Sep 19, 2024
Dr. Oleg Bychkov, professor of Theology and Franciscan Studies, published an article titled “The Late Medieval Debate about the Nature of Phenomenal Reality in Franciscan Theology and Islamic Thought and its Greek Sources” in the special edition of the journal Revista Española de Filosofía Medieval (The Spanish Journal of Medieval Philosophy), 31, no. 1 (2024): 167-99, dedicated to the topic “The Powers of the Soul in Medieval Franciscan Thought.”
The article (
http://doi.org/10.21071/refime.v31i1.17104) presents a debate among early Franciscan followers of John Duns Scotus (d. 1308) such as Peter Aureol (d. 1322), William of Ockham (d. 1347), Walter Chatton (d. 1343), and Adam of Wodeham (d. 1358) on the nature of human sensory perception, traces its sources in Greek and early medieval Islamic thought, and then examines a debate in later medieval Islamic thought between Fakhr al-Dīn al-Rāzī (1149?-1210), a Sunnī theologian, and Khwājah Naṣīr al-Dīn al-Ṭūsī (1201-1274), a Shī‘ī philosopher of an Aristotelian orientation.

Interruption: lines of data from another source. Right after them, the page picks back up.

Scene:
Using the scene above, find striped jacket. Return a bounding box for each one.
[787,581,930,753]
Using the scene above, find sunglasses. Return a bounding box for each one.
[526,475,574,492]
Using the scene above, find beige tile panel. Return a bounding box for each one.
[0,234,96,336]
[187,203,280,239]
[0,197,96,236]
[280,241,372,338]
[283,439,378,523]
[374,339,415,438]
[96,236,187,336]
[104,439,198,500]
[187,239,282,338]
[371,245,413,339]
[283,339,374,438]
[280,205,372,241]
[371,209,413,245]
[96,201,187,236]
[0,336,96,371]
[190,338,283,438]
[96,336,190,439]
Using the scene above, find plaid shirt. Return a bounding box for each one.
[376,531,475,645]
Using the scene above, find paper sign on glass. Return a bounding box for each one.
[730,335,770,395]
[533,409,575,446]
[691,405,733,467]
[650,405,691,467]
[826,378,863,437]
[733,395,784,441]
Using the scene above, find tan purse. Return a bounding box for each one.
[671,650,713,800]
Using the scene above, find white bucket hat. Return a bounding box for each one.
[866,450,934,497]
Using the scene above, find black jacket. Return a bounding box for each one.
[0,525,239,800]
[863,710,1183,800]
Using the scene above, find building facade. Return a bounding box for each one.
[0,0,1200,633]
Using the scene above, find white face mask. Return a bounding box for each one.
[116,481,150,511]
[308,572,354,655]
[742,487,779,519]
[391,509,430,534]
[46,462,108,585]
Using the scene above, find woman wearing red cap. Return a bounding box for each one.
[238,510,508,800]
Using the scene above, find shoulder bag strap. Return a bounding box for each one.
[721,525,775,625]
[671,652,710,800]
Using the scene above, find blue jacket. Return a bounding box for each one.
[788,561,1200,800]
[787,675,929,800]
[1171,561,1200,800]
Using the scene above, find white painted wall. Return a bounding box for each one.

The debate questions the reliability of the human sensory system to deliver certitude about what we call “external reality.” Although medieval Franciscan and Islamic thinkers share their Greek sources and Franciscan theologians are familiar with earlier Islamic texts on the matter, Fakhr and Khwājah, whose relevant work has never been translated from Arabic, seem to have developed — totally independently — a debate that is similar to that of the Franciscans.